Madison County Circuit Judge William Mudge is set to hear a series of moves filed in a suit brought by a woman who claims a romantic rival leaked the results of a sexually transmitted disease test.
Mudge will hear a plea by plaintiff Jane Doe to file an amended complaint against Quest Diagnostics at 10 a.m. on June 16.
The judge will also hear arguments on a sanctions motion and on a move filed by the plaintiff that would revoke the pro hac vice standing of a defense attorney for Quest.
Mudge recently entered an order denying Sackmann leave to file a counterclaim against the man at the center of the romantic triangle that led to the suit.
Jane Doe filed suit against Sackmann and Quest last year.
In her complaint, the plaintiff alleged that Sackmann, a Quest employee, was involved romantically with the same man as Jane Doe.
Sackmann then allegedly leaked the results of a herpes test Jane Doe took.
The plaintiff is suing Sackmann for allegedly leaking the test results and Quest as Sackmann's employer.
The suit seeks damages in excess of $50,000 per count and other relief.

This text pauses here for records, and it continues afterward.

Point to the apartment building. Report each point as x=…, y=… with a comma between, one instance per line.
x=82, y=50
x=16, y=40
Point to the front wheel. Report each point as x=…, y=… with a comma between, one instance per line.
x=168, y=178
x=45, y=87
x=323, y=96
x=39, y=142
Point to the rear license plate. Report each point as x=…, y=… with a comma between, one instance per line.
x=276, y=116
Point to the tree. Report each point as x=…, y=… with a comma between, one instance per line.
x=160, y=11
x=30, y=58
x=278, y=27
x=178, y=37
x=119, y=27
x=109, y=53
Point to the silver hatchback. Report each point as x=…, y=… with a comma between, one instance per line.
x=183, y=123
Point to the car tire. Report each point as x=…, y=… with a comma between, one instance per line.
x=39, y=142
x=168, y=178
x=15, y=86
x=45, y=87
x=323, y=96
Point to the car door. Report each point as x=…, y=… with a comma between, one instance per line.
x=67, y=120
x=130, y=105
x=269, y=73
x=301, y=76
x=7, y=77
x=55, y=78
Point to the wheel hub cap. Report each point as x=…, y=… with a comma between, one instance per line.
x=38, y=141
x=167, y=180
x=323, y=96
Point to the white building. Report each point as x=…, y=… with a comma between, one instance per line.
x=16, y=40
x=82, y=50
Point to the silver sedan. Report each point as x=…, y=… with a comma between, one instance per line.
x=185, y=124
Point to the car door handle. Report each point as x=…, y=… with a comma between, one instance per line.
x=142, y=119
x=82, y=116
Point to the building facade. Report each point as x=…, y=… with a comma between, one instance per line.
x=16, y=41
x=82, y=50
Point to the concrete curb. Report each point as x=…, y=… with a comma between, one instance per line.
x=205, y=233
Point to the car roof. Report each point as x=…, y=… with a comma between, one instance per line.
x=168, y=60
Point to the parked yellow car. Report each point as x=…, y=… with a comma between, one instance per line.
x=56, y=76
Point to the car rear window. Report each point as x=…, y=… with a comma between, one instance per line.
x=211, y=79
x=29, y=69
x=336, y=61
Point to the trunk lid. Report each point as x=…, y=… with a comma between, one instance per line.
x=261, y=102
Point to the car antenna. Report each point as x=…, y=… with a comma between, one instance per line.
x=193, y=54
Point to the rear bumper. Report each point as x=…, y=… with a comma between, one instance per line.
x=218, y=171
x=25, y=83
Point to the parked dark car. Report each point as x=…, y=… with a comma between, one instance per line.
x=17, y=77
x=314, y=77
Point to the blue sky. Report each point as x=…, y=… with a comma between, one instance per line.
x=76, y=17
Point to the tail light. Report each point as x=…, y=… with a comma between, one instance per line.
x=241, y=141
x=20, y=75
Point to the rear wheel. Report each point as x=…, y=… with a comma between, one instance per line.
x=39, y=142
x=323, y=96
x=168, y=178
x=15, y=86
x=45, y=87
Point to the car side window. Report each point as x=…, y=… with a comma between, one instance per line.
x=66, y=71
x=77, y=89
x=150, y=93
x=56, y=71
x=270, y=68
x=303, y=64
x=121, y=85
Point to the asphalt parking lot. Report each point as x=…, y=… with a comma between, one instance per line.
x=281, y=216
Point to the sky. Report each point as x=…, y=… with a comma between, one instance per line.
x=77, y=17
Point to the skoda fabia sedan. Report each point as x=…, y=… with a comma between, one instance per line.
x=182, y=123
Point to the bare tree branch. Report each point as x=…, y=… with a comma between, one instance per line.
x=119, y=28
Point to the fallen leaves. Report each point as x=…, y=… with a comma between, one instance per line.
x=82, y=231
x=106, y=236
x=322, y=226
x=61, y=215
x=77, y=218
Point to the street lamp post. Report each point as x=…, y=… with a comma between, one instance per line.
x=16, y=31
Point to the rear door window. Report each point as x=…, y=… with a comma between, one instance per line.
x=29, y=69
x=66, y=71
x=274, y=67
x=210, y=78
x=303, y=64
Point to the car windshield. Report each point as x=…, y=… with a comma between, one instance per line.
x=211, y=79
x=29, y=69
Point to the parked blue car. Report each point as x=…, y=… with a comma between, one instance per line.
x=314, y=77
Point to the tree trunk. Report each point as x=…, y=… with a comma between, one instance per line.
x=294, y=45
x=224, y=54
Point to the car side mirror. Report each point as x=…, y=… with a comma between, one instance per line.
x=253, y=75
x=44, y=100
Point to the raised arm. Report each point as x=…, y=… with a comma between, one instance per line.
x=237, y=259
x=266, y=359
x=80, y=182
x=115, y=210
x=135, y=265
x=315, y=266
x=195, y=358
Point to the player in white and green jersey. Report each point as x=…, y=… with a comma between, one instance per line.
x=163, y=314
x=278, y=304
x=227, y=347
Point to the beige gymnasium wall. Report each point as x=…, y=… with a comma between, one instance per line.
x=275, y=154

The defendants deny the allegations.
A number of the filings in the case are currently sealed pursuant a September 2010 protective order entered after the case was covered by media outlets including the Madison County Record and St. Louis-based television news programs.
Jane Doe's most recent filing in the suit seeks the revocation of attorney Robert Bernstein's pro hac vice standing.
Pro hac vice standing is granted to attorneys on a case by case basis who are not licensed to practice law in a certain area.
Bernstein is a St. Louis-based attorney who represents Quest.
According to the plaintiff's May 31 motion, his law license was suspended in Missouri shortly after he gained pro hac vice standing in the Madison County case.
Emily Johnson represents Jane Doe.
Michae Schwade represents Sackmann.
L.Allison McKeel also represents Quest.
The case is Madison case number 10-L-101.